Tuesday, March 11, 2014
Lady Frankenstein (1971)
dir. Mel Welles cast Sarah Bay (Rosalba Neri), Paul Muller, Mickey Hargitay, Joseph Cotten
Dr. Frankenstein (Cotten) welcomes his daughter, Tania (Neri) home from medical school. She's managed to overcome sexism to win recognition as a fully qualified surgeon and wants nothing more than to help her father in his latest attempt to create an artificial man. Frankenstein, however, must pay a group of scummy criminals to steal bodies for him and doesn't want his daughter involved. Without her help, Frankenstein and his loyal assistant, Charles Marshall, bring life to a monster, which ungratefully murders Frankenstein (for no apparent reason) and flees into the countryside.
When Tania finds her father's body, she swears to vindicate his name by creating a new monster, which will kill the original one. Telling the suspicious policeman Captain Harris (Hargitay) that her father was murdered by a thief, she develops a plan to put Charles' brain into the body of a mentally challenged but handsome stable hand. She gains Charles' acquiescence to the scheme by promising him to become his lover once his brain has been transferred. Meanwhile the first monster goes on a killing spree and the police and townspeople become increasingly suspicious.
There are a few good aspects to this movie. Cotten is professional. There are a few moments of effective atmosphere. Neri is astonishingly beautiful.
However, the weaknesses far outnumber the strengths here. The original monster has to be one of the most ridiculous-looking in the history of Frankenstein films. He looks like something straight out of a bad 1950's horror comic. Since the lighting strike that brought him to life also burned his face, the right side of his face is nothing but a mass of burn scars with a protruding eyeball. How his eye survived the fire that burned all the tissue around it is inexplicable, and the makeup looks completely artificial. He also has a huge domed, hairless head, which looks comical rather than scary. He has no personality and we feel no sympathy for him. He kills Frankenstein and a couple of random people, then goes after the gang of graverobbers who dug him up. Why? How does he even know who they are?

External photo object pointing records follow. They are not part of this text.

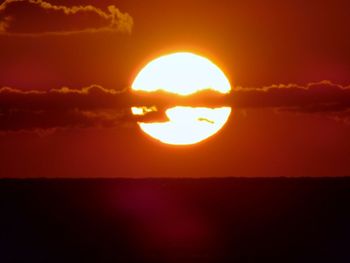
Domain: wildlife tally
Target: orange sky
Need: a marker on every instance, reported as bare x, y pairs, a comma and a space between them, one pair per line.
285, 131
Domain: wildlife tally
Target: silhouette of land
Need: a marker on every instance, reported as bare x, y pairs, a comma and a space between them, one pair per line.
175, 220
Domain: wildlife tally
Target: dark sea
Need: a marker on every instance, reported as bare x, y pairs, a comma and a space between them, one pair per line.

This films seems to be a copy of both the Hammer films and the sadomasochistic films of directors like Jesus Franco (all three sex scenes in the film end in death), but it fails on both counts. The Hammer films were low-budget, but were anchored by fine performances in the lead roles by such accomplished actors as Christopher Lee and Peter Cushing; this film does have Joseph Cotten, but he has little to do and is killed off early on. Neri is sexy, but everyone else is quite dull and the script gives them nothing interesting to say. The verbal duels between Captain Harris and the head grave robber, which are supposed to sound like tough-guy banter, just fall flat. Franco, at least in his best films, like Necronomicon, could keep viewers interested with parades of surrealistic imagery, but this film is visually quite dull. Between the monster attacks (which aren't very interesting) and the sex scenes, nothing worth watching happens.

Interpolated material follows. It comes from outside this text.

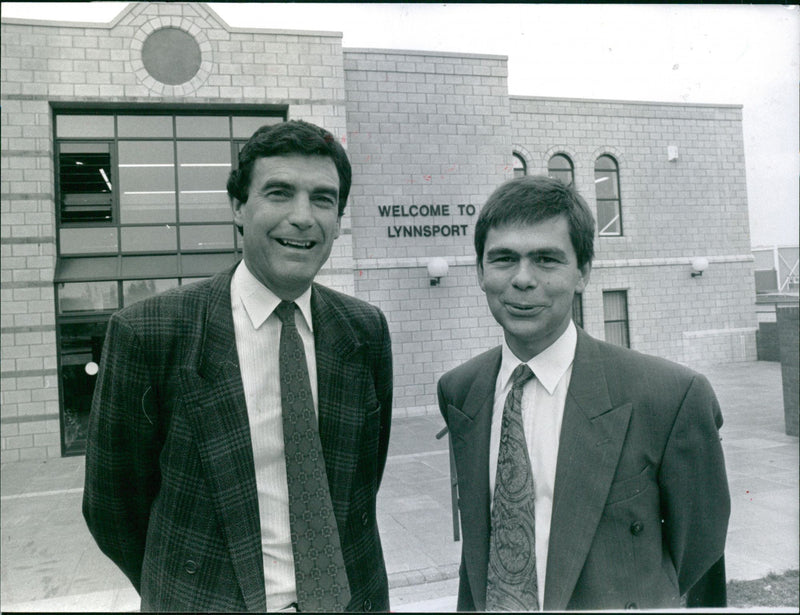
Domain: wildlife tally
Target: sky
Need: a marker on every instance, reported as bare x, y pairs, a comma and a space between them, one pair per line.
745, 55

This is Neri's film, but she just can't carry it. It's not all her fault; her character is weakly developed suffering from confused motivations. At first she seems to be motivated by a desire to vindicate her father's reputation, but then simply by the desire to create a handsome and smart lover for herself. The beginning of the move seems to be setting Tania up as a strong, independent woman, but in the end, she's controlled by her sexual desire; she's just a sex object. Spoiler Alert: She successfully creates her new monster just in time to fight the old one, who's returned to the lab. Tania and the new monster manage to kill the original one, and then immediately have sex on the laboratory floor. It strangles her. The End. What? This makes no sense, as the second "monster" actually seems to be a totally rational human being: Charles' (fully self-aware) brain in the stable hand's body. He has no reason to kill her. End of spoiler.
I'd heard a lot about this movie before actually seeing it. I wasn't expecting a good movie, but I thought it might be an entertaining piece of exploitation cinema, or at least a so-bad-it's-good movie. But it doesn't even rise to that level.